Público foge de Jogos como um Serviço como o diabo da cruz; estúdios encheram mercado de games medianos atochados de monetização

13/02/2024 às 9:30

Tendências de mercado vem e vão, e ao que tudo indica, a onda dos Jogos como um Serviço (Games as a Service, ou GaaS) está passando. A simples menção da frase, atrelada a um novo título, vem gerando respostas negativas do público, principalmente porque estúdios foram com muita sede ao pote do plano de negócios de títulos como Fortnite, implementando o formato em busca de dinheiro fácil.

A empolgação do público com Suicide Squad: Kill the Justice League evaporou, ao ser revelado um Jogo como um Serviço (Crédito: Divulgação/Rocksteady Studios/Warner Bros. Games)

A empolgação do público com Suicide Squad: Kill the Justice League evaporou, ao ser revelado um Jogo como um Serviço (Crédito: Divulgação/Rocksteady Studios/Warner Bros. Games)

O problema, a qualidade dos games vem sendo sacrificada em prol da monetização constante, seja em novos lançamentos fracos de franquias, ou em um mau aproveitamento de estúdios e desenvolvedores, conhecidos por experiências anteriores memoráveis.

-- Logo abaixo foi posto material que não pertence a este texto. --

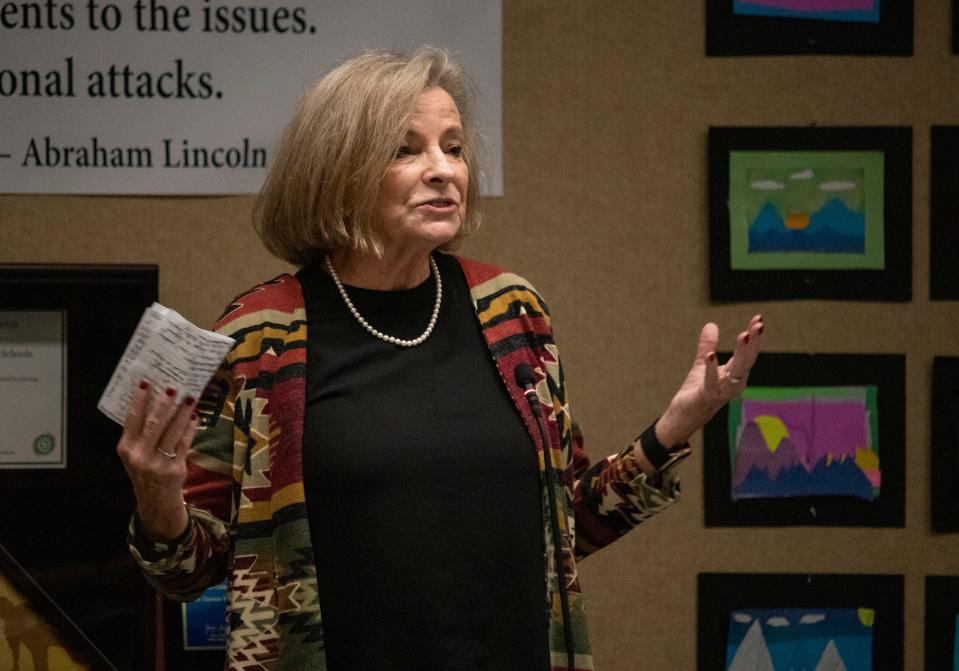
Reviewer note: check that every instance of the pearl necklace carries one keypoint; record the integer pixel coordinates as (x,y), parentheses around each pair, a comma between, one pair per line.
(379,334)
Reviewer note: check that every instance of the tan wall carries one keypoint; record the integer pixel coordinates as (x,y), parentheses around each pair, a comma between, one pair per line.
(606,106)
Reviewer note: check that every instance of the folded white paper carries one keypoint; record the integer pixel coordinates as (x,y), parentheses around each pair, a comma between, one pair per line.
(169,352)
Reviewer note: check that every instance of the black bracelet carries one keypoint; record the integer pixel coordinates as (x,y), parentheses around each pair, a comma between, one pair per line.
(660,456)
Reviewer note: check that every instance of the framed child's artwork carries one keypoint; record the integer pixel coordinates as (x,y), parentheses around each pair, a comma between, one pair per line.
(780,622)
(815,439)
(944,214)
(821,213)
(945,444)
(774,27)
(942,623)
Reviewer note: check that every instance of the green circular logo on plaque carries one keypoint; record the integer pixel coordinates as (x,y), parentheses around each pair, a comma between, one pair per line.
(44,443)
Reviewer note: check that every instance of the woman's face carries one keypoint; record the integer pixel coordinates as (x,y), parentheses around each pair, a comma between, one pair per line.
(421,201)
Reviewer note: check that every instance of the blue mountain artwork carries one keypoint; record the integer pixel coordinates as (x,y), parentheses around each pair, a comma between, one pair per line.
(833,229)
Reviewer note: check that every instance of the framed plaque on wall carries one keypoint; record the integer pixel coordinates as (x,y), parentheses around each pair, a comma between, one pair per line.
(62,330)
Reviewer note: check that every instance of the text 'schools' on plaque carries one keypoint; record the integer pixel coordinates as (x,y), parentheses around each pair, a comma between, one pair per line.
(33,389)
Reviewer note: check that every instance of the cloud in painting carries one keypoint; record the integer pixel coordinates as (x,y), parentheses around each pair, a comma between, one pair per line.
(767,185)
(837,186)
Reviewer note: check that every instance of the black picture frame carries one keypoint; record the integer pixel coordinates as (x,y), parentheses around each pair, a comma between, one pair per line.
(892,282)
(944,213)
(68,529)
(955,26)
(39,604)
(719,594)
(945,444)
(885,371)
(942,609)
(729,34)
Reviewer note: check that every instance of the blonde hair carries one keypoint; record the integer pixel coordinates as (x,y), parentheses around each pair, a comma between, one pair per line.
(320,190)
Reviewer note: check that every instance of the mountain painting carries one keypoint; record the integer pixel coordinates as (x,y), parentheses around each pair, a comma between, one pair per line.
(800,639)
(806,210)
(804,441)
(862,11)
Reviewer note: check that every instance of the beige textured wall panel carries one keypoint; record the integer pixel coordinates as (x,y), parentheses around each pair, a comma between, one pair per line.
(606,110)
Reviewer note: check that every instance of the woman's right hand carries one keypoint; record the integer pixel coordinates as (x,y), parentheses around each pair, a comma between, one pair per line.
(153,447)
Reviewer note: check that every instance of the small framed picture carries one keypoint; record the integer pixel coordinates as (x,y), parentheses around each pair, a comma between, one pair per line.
(798,27)
(750,621)
(945,444)
(944,214)
(62,330)
(815,439)
(942,622)
(820,213)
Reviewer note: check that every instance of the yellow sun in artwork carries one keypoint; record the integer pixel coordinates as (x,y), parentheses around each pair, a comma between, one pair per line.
(772,429)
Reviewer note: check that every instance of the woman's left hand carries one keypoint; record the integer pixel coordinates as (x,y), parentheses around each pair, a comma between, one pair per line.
(709,386)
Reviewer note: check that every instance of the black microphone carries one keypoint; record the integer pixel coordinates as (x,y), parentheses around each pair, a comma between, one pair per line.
(524,378)
(523,374)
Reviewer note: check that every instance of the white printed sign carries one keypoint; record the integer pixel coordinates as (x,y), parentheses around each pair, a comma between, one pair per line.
(190,96)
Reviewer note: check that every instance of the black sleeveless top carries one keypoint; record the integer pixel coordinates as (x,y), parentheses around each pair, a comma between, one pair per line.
(422,487)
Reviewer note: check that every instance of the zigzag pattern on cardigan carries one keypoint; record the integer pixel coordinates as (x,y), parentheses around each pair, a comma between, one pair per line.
(245,484)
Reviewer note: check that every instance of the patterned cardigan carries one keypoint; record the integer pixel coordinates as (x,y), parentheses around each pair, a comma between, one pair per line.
(244,486)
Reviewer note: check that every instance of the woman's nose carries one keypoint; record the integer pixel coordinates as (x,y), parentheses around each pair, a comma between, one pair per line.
(438,167)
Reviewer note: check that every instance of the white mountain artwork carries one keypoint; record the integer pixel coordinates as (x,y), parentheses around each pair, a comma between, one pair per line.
(753,655)
(830,660)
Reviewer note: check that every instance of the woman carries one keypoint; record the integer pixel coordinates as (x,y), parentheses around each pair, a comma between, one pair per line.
(371,442)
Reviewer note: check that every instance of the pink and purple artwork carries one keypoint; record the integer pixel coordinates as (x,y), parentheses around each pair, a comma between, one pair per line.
(863,11)
(805,441)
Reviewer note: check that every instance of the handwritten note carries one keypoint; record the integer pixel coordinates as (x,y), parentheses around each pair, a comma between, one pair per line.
(167,351)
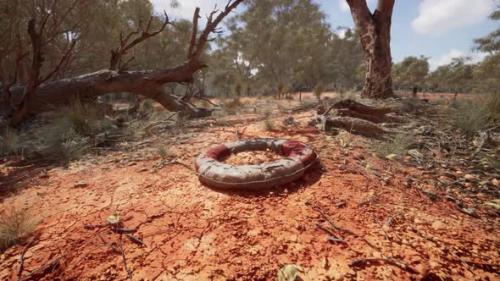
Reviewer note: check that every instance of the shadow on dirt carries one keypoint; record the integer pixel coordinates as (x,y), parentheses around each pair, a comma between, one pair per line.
(311,176)
(21,174)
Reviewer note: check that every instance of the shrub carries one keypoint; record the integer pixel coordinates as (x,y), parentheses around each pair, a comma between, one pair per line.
(9,142)
(268,122)
(476,115)
(74,131)
(318,91)
(15,225)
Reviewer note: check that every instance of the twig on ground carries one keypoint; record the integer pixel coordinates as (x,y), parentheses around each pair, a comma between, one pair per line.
(332,236)
(21,259)
(129,273)
(39,273)
(340,229)
(135,240)
(369,261)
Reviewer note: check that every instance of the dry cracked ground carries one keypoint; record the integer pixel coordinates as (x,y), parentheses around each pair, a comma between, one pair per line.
(353,216)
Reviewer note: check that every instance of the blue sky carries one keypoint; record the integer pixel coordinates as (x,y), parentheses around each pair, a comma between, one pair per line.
(438,29)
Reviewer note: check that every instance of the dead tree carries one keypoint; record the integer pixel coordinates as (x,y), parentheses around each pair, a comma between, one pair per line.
(48,95)
(374,30)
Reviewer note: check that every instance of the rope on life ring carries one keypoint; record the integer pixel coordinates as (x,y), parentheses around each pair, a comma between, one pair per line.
(298,157)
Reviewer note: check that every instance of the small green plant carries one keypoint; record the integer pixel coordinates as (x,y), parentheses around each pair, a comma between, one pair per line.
(147,106)
(318,91)
(10,142)
(268,122)
(165,153)
(398,145)
(15,225)
(476,115)
(73,132)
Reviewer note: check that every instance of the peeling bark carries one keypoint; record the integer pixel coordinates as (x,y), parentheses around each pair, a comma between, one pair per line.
(374,31)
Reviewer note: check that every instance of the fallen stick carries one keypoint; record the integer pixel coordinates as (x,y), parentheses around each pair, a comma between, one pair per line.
(129,273)
(135,240)
(332,236)
(391,261)
(39,273)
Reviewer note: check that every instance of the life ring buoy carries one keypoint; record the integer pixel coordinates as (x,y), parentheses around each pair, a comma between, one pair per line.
(297,157)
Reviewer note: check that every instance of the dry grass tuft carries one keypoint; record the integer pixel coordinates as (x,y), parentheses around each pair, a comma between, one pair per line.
(476,115)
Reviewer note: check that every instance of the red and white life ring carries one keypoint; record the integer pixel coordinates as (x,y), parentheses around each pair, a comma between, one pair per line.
(212,172)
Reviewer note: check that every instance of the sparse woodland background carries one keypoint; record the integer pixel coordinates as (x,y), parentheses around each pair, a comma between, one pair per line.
(270,46)
(266,48)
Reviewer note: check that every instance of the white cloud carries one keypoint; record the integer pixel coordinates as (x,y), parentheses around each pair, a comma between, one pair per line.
(341,32)
(438,16)
(186,7)
(344,7)
(447,58)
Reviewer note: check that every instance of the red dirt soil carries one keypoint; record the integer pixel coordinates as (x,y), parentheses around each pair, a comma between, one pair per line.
(191,232)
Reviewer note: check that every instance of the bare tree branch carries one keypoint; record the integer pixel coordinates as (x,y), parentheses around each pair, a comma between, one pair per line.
(118,53)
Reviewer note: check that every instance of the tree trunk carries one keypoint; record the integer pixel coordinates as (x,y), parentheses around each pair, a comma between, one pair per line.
(150,84)
(374,31)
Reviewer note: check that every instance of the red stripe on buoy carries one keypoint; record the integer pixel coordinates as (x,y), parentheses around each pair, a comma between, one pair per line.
(217,152)
(297,149)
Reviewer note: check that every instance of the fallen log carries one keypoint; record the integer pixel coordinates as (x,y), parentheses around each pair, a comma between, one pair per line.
(353,125)
(351,108)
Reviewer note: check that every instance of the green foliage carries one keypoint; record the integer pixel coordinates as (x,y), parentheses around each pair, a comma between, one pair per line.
(486,75)
(73,131)
(454,77)
(15,225)
(318,91)
(410,72)
(264,39)
(476,115)
(268,122)
(10,142)
(491,42)
(397,145)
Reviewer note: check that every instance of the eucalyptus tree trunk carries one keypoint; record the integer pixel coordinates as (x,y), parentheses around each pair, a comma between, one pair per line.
(374,30)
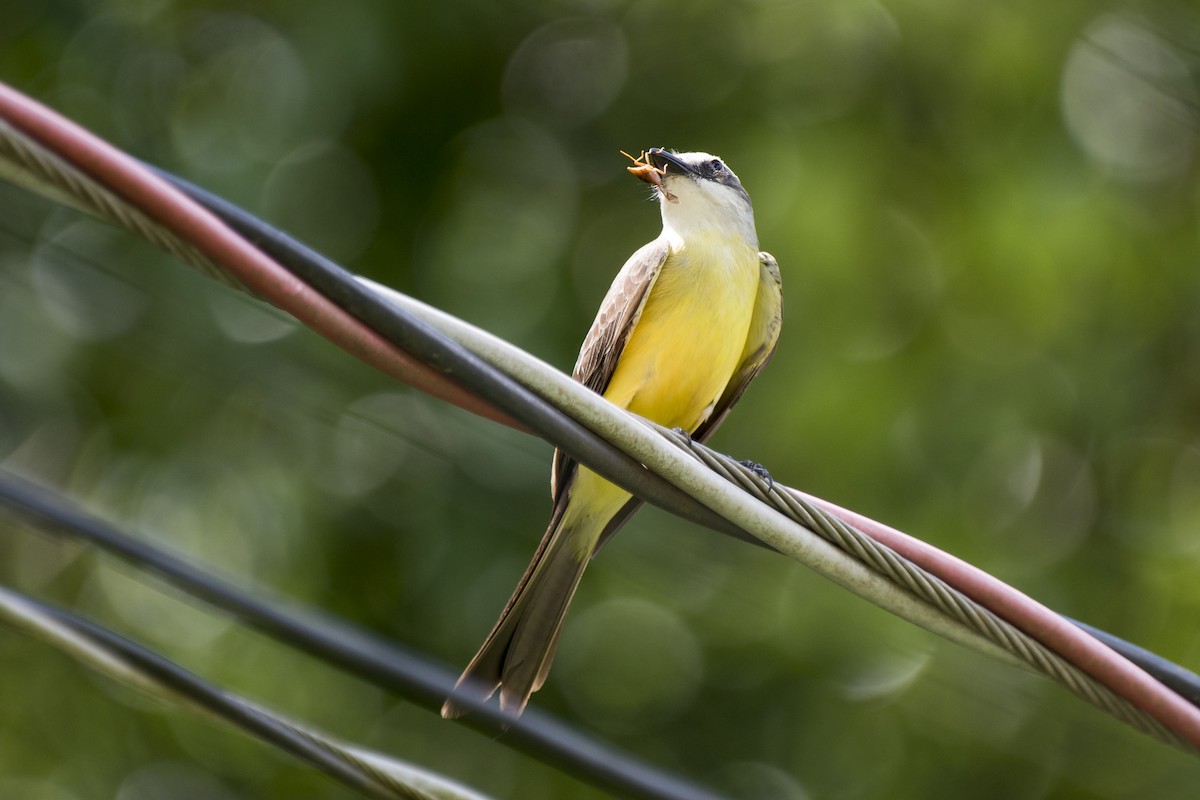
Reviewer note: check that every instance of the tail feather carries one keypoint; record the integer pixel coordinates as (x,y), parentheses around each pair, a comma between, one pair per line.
(517,653)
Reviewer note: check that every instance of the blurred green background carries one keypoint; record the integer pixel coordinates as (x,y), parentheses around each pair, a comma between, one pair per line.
(987,217)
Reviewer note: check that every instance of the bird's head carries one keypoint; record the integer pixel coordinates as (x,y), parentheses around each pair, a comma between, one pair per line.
(699,192)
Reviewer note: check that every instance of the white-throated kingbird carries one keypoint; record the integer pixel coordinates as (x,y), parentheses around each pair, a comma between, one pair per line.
(689,320)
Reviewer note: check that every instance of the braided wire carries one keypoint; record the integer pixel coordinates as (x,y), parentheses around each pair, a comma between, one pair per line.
(91,196)
(927,587)
(95,198)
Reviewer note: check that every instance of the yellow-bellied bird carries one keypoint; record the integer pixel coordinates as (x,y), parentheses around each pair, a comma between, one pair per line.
(689,320)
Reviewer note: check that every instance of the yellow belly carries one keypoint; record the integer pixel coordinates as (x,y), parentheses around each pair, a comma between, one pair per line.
(689,340)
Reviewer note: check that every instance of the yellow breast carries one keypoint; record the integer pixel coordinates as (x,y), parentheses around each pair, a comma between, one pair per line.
(689,340)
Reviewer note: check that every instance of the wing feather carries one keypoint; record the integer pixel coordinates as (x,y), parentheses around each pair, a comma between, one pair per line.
(605,342)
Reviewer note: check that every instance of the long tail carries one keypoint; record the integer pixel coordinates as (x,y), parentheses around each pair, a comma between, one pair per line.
(517,653)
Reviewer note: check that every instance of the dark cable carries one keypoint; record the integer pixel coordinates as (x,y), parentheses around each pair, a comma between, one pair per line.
(336,283)
(358,651)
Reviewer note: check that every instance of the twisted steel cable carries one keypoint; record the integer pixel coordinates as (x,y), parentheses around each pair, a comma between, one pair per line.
(883,560)
(928,587)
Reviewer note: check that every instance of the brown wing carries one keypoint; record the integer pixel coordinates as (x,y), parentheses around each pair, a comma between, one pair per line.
(761,343)
(603,347)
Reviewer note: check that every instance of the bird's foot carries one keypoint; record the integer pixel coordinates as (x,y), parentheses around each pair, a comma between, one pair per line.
(760,470)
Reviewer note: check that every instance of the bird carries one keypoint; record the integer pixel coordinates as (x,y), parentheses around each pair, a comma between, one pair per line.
(689,320)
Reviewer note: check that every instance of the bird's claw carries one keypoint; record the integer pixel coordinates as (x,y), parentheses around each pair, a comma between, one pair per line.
(760,470)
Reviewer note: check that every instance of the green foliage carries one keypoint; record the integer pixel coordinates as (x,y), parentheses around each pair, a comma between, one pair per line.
(987,220)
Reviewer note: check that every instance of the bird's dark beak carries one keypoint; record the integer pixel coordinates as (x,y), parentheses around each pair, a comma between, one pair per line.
(667,161)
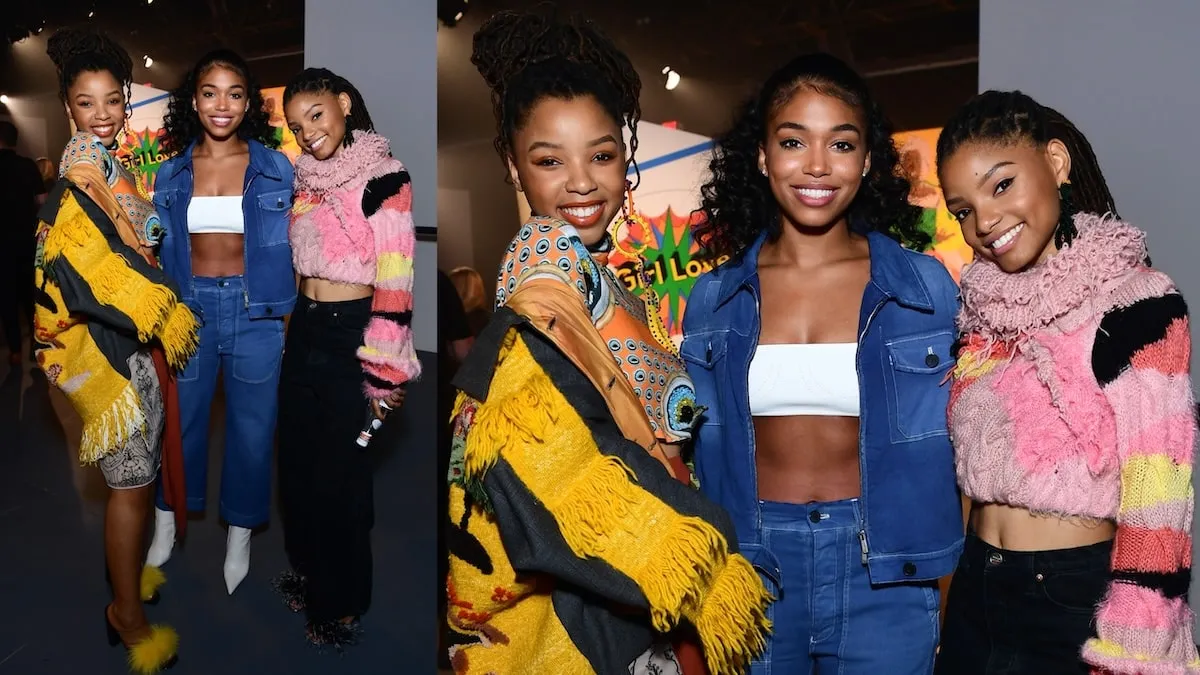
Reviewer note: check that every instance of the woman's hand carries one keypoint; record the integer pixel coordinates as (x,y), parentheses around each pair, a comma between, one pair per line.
(384,406)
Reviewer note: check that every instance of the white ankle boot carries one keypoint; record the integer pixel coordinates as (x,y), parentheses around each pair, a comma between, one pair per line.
(163,538)
(237,557)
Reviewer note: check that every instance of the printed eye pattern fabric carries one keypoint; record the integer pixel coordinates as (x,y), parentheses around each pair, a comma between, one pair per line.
(547,248)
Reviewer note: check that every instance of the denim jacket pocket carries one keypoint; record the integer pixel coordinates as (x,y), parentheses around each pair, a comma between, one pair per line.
(273,211)
(703,354)
(913,377)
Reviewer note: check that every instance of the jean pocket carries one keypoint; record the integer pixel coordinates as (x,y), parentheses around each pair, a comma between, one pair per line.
(1078,592)
(917,398)
(258,350)
(191,371)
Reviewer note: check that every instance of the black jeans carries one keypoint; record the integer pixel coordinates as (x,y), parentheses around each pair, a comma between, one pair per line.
(325,479)
(1021,613)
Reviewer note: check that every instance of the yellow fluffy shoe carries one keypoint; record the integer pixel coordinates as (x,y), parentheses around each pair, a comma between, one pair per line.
(157,651)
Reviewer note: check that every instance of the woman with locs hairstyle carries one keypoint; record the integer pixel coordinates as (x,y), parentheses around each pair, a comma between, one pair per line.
(576,541)
(349,350)
(109,329)
(1072,412)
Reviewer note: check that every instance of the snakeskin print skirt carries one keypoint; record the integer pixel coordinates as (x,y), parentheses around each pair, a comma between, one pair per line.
(137,464)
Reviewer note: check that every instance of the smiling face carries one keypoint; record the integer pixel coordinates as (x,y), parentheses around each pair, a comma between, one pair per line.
(318,121)
(815,156)
(221,101)
(1006,198)
(569,160)
(96,105)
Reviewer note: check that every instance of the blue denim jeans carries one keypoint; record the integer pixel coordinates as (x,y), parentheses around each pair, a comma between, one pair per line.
(246,353)
(827,616)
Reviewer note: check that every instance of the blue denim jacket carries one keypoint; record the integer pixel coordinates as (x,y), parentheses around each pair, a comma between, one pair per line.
(270,285)
(910,500)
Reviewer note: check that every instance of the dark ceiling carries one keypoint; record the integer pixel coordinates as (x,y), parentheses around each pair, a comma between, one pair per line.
(919,55)
(173,33)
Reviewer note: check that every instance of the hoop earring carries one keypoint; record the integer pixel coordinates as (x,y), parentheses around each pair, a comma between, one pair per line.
(1066,231)
(629,216)
(651,299)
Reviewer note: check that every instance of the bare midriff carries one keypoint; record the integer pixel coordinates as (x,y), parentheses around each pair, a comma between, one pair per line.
(1020,530)
(324,291)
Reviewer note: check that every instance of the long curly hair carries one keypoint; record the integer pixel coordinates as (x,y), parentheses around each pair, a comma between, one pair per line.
(77,51)
(1011,117)
(737,203)
(324,81)
(527,57)
(183,123)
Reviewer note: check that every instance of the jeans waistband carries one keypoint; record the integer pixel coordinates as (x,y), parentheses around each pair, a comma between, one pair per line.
(811,515)
(1092,556)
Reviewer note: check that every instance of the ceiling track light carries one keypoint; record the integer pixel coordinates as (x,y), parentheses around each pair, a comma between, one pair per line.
(672,79)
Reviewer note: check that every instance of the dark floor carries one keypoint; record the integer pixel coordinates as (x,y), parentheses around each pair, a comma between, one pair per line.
(52,567)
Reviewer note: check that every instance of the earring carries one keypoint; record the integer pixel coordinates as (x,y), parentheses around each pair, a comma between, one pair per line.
(629,215)
(1066,232)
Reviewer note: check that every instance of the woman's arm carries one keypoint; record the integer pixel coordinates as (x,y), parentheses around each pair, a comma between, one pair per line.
(1141,359)
(389,359)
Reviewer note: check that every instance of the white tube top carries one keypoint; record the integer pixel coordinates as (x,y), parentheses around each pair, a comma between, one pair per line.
(792,380)
(215,215)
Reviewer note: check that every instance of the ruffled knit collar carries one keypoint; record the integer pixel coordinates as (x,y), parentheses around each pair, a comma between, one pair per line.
(351,163)
(1007,306)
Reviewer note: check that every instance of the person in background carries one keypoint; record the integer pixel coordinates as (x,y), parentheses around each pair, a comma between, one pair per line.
(109,329)
(475,304)
(225,199)
(22,190)
(349,348)
(822,350)
(1072,412)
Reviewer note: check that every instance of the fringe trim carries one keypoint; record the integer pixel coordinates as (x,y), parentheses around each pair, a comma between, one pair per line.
(109,280)
(691,573)
(521,418)
(732,623)
(180,336)
(113,428)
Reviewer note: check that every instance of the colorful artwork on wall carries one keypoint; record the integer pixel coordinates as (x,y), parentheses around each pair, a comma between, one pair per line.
(669,193)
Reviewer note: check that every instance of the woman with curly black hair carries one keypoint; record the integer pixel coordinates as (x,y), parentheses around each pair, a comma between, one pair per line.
(576,541)
(109,329)
(821,348)
(225,199)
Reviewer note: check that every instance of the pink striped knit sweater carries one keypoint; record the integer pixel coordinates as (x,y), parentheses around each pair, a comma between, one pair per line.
(353,222)
(1072,396)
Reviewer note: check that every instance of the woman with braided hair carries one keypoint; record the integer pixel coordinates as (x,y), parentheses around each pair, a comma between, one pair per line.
(1072,412)
(349,346)
(576,541)
(109,329)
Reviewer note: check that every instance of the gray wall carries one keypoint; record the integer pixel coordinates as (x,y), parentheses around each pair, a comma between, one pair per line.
(1125,73)
(388,48)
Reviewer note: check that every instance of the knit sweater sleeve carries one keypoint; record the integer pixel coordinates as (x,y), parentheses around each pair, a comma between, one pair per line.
(1141,360)
(389,359)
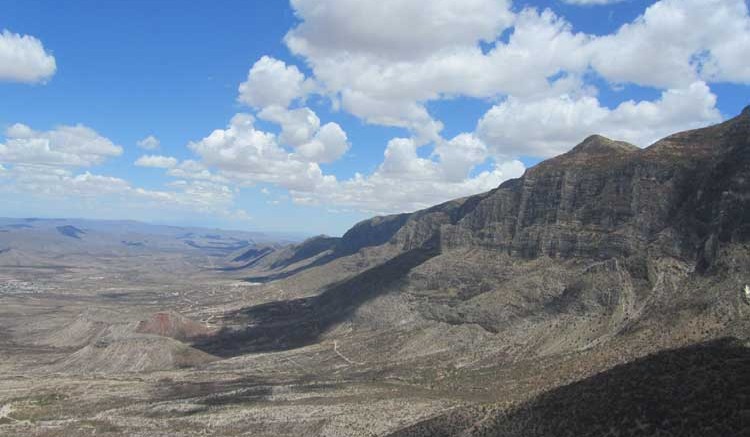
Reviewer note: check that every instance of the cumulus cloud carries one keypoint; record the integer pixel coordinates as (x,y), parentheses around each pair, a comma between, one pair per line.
(394,29)
(384,60)
(676,42)
(149,143)
(247,155)
(271,82)
(77,146)
(550,126)
(156,161)
(60,184)
(298,126)
(592,2)
(24,59)
(406,182)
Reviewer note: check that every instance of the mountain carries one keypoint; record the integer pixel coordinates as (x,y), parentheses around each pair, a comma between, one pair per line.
(592,259)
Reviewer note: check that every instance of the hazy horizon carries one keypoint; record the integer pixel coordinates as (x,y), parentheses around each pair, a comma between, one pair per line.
(310,116)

Jogos como um Serviço e a repulsa do público

Quando a Epic Games decidiu lançar a porção Battle Royale de Fortnite em 2017, uma experiência F2P com microtransações, para salvar o título full-price originalmente cooperativo (hoje o modo Salve o Mundo), nem ela imaginava o estouro que o game se tornaria, hoje um dos mais lucrativos do mercado, com receita total de US$ 20 bilhões, desde o lançamento original (dados de novembro de 2023, via fontes extraoficiais).

O formato de monetização de Fortnite não era inédito, mas o game cativou o público, que se sentiu mais do que disposto a gastar cifras enormes em busca dos itens exclusivos dos Passes de Batalha, ou os individuais na lojinha do game, ainda mais com a premissa de ser um hub para todas as franquias conhecidas, mais ou menos como o OASIS de Jogador N.º 1.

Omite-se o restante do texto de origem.